In the first quarter of 2016, approximately 700 tonnes of beef has been exported to the US, with a value of €6m.

Minister for Agriculture Michael Creed was responding to a parliamentary question from Charlie McConalogue.

Ireland was the first EU member state to gain access to the US market and started exporting in January 2015, with six plants approved to export.

By December of last year, beef exports from Ireland were estimated to be 1,800 tonnes, which would have an approximate value of €11.5m, with the trade currently confined to the market for intact cuts.

Minister Creed described this as an “exceptionally strong start to the trade considering that the first exports only went in March 2015 and some of the plants were only approved for export in September.”

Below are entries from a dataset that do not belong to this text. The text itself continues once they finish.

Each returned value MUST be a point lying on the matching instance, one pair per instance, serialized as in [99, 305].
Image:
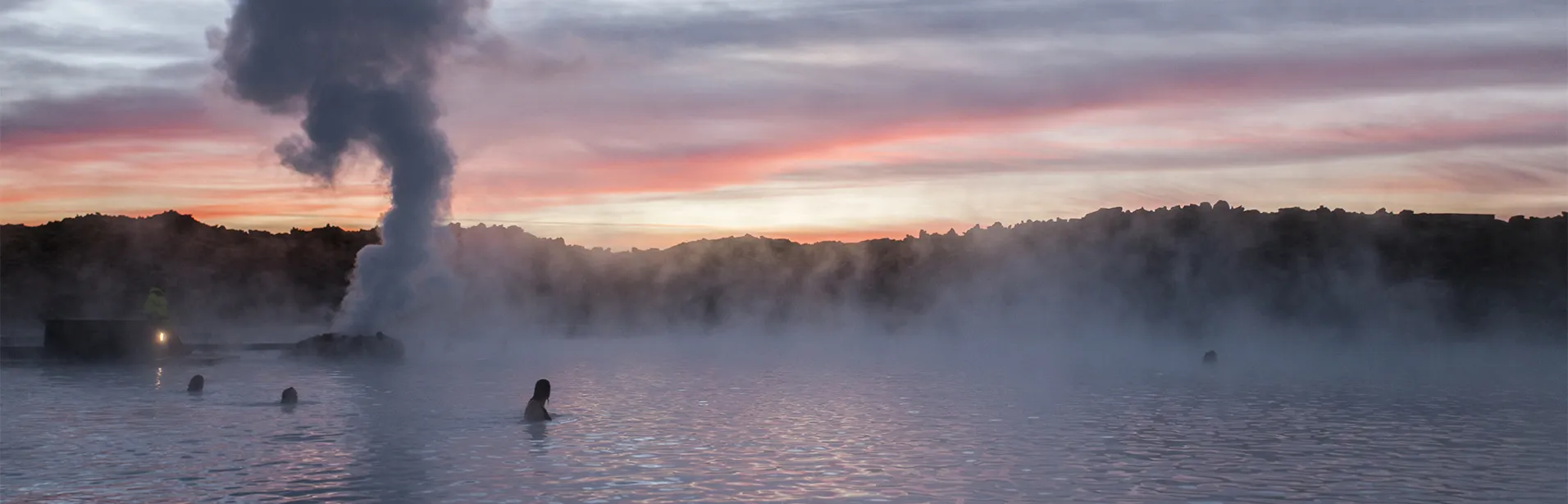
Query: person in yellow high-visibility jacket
[156, 309]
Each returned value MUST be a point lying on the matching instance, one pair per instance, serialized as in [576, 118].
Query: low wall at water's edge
[107, 340]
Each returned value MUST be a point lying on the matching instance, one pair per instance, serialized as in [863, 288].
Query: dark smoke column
[361, 70]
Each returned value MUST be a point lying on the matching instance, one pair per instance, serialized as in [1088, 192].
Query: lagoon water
[753, 423]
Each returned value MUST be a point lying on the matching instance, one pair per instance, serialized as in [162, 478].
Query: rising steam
[362, 74]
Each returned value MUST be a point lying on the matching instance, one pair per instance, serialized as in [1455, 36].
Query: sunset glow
[809, 122]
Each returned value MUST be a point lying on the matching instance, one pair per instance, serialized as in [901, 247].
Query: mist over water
[739, 418]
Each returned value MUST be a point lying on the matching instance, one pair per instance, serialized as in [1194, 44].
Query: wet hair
[541, 390]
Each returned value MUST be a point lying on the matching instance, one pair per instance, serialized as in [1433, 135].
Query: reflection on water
[691, 429]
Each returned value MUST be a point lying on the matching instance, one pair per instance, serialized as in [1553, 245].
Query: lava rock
[336, 347]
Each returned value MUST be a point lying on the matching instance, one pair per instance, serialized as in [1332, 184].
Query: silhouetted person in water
[535, 409]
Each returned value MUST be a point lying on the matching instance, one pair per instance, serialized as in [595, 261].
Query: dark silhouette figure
[535, 409]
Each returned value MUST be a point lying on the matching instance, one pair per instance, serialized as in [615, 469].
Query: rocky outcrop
[336, 347]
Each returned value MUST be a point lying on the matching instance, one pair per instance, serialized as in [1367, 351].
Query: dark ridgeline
[1184, 270]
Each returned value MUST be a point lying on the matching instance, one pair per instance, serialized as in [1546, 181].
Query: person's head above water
[541, 390]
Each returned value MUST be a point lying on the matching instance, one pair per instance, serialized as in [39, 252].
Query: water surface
[708, 425]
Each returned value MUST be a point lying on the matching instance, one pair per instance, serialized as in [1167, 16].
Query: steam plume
[362, 74]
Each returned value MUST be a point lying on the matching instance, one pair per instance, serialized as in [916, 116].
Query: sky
[653, 122]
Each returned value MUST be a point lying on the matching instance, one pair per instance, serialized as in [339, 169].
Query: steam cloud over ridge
[362, 74]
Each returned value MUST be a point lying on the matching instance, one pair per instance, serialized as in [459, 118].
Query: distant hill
[1186, 271]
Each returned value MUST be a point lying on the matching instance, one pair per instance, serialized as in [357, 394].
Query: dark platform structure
[108, 340]
[338, 347]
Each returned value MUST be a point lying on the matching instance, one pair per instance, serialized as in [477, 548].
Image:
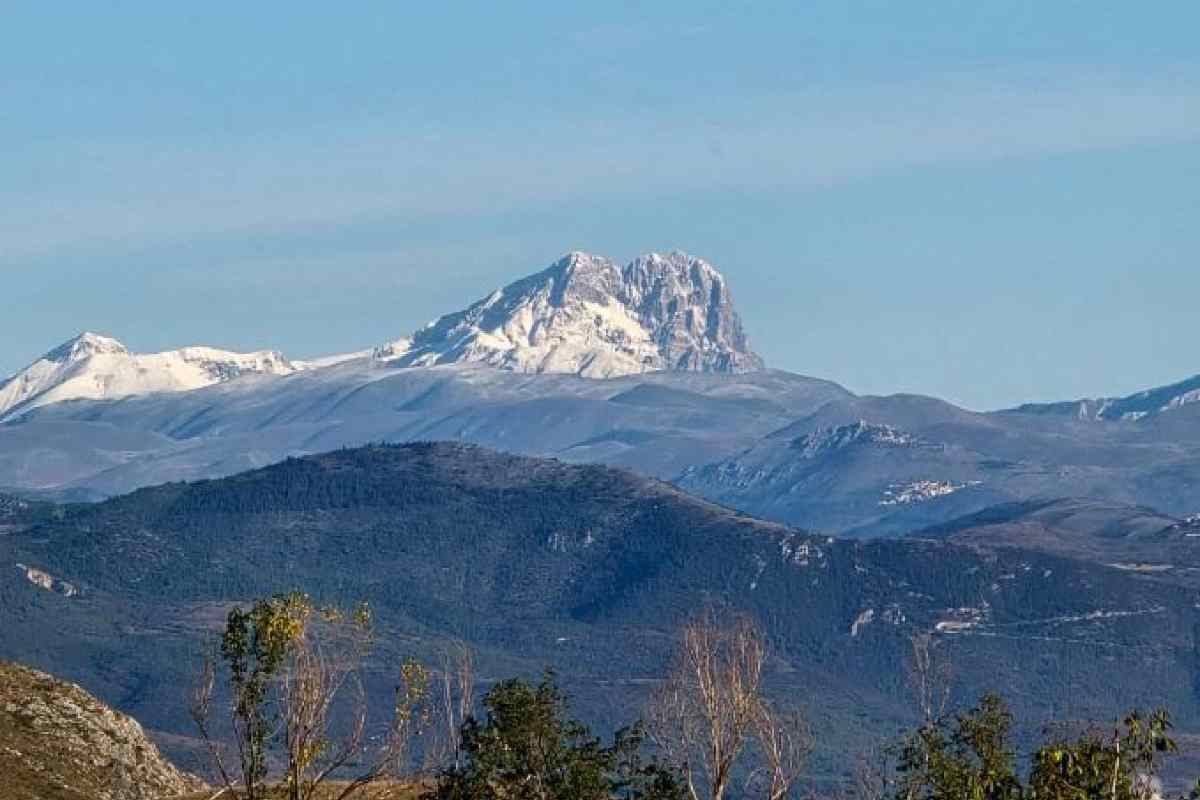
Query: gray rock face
[587, 316]
[58, 740]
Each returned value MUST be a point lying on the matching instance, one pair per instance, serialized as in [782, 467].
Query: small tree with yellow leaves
[294, 666]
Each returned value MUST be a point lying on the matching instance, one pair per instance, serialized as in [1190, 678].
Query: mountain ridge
[587, 316]
[93, 366]
[585, 569]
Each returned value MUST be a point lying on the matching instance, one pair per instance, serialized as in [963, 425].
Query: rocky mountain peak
[85, 346]
[587, 316]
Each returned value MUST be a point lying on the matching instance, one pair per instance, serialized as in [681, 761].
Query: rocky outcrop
[59, 743]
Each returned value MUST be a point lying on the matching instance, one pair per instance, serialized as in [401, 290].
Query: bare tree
[293, 668]
[930, 677]
[457, 702]
[708, 708]
[785, 741]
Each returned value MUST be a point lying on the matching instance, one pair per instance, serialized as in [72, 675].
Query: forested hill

He also added that the Department of Agriculture is currently seeking “approval to export manufacturing beef/Beef Intended for Grinding (BIFG). My Department is engaging with the US authorities on a regular basis to extend the approval for beef in this way.”

He said: “We are currently in the process of trying to secure beef access to other third countries including, inter alia, China, Korea, Israel, Ukraine and Vietnam.”

US beef prices have fallen back from the peaks recorded in the early part of 2015, and the relatively high prices available for beef in Europe in 2015 meant that US buyers may have been priced out of the market as Irish exporters chose to send product to more valuable markets in the UK and on the continent.